Caso Shalabayeva, sotto inchiesta diplomatici kazaki, denunciati anche funzionari del Ministero dell’Interno

La denuncia per “sequestro aggravato di persona e ricettazione” è stata depositata mercoledì alla procura della Repubblica di Roma. Indagato l’ambasciatore in Italia e altri due diplomatici. Madyna Ablyazova, figlia maggiore di Shalabayeva e del dissidente Mukhtar Ablyazov: “Hanno organizzato l’illegale espulsione di mia madre e di mia sorella”. Dalla procura di Roma: atto dovuto

20130927-shalabayeva_alma-382x286Roma – La Procura della Repubblica di Roma ha iscritto nel registro degli indagati l’ambasciatore del Kazakhstan in Italia Andrian Yelemessos, il consigliere politico Murlan Khassen e l’addetto agli Affari consolari Yerzhan Yessirkepov, per l’espulsione di Alma Shalabayeva e della figlia minore Alua. Il reato ipotizzato è sequestro di persona. L’iscrizione – fanno sapere fonti giudiziarie – è un atto dovuto, in seguito alla denunzia presentata da parte di Madyna Ablyazova, figlia della Shalabayeva e del “dissidente” Mukhtar Ablyazov.

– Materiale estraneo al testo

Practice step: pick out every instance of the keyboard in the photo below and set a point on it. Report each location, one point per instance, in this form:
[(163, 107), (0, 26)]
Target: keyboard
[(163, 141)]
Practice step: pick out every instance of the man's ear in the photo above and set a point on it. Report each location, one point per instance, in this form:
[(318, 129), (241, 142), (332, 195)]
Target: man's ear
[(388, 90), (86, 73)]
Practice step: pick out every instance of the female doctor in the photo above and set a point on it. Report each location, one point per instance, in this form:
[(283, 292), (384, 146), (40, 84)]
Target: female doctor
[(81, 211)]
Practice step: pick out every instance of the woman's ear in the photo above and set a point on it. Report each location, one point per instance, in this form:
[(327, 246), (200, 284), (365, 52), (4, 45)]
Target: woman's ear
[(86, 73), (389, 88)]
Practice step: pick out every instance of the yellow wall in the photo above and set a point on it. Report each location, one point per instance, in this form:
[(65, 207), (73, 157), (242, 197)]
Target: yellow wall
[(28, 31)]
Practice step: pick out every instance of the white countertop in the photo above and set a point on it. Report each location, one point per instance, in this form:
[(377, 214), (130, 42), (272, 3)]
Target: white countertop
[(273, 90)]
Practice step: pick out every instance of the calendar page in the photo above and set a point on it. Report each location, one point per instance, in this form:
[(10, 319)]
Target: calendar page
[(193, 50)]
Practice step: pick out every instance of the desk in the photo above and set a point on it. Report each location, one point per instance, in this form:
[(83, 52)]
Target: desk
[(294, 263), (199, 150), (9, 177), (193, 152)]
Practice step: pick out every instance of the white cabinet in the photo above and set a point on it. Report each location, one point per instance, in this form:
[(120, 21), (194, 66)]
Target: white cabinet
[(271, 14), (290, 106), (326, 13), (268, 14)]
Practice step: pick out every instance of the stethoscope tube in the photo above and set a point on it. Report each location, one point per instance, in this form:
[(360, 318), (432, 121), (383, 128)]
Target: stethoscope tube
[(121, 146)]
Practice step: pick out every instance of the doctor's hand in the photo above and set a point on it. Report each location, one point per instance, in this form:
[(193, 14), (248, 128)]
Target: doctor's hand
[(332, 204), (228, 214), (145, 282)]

L’espulsione della donna e della figlia di 6 anni risale al 31 maggio scorso e provocò una scia di polemiche sulla legittimità del provvedimento, visto che coinvolta era una minore. Non si esclude che nei prossimi giorni i tre diplomatici indagati possano essere convocati a Palazzo di Giustizia per essere ascoltati, ma è difficile che si presentino, visto le guarentigie diplomatiche da cui sono coperti.

Negli ambienti della Procura, come detto, si fa sapere che il provvedimento è un atto obbligatorio prescritto dalla legge a seguito della denuncia presentata dalla figlia di Ablyazov. Il fatto, di dominio pubblico, avrebbe dovuto produrre già l’apertura di un’indagine penale, se in sede giudiziaria fosse stato rilevato una notitia criminis (vigendo in Italia l’obbligatorietà dell’azione penale). L’inchiesta sulla vicenda è affidata al pubblico ministero Eugenio Albamonte, il quale dovrà ora valutare se le persone che hanno proceduto all’espulsione abbiano violato la legge, soprattutto in riferimento alla bimba di 6 anni.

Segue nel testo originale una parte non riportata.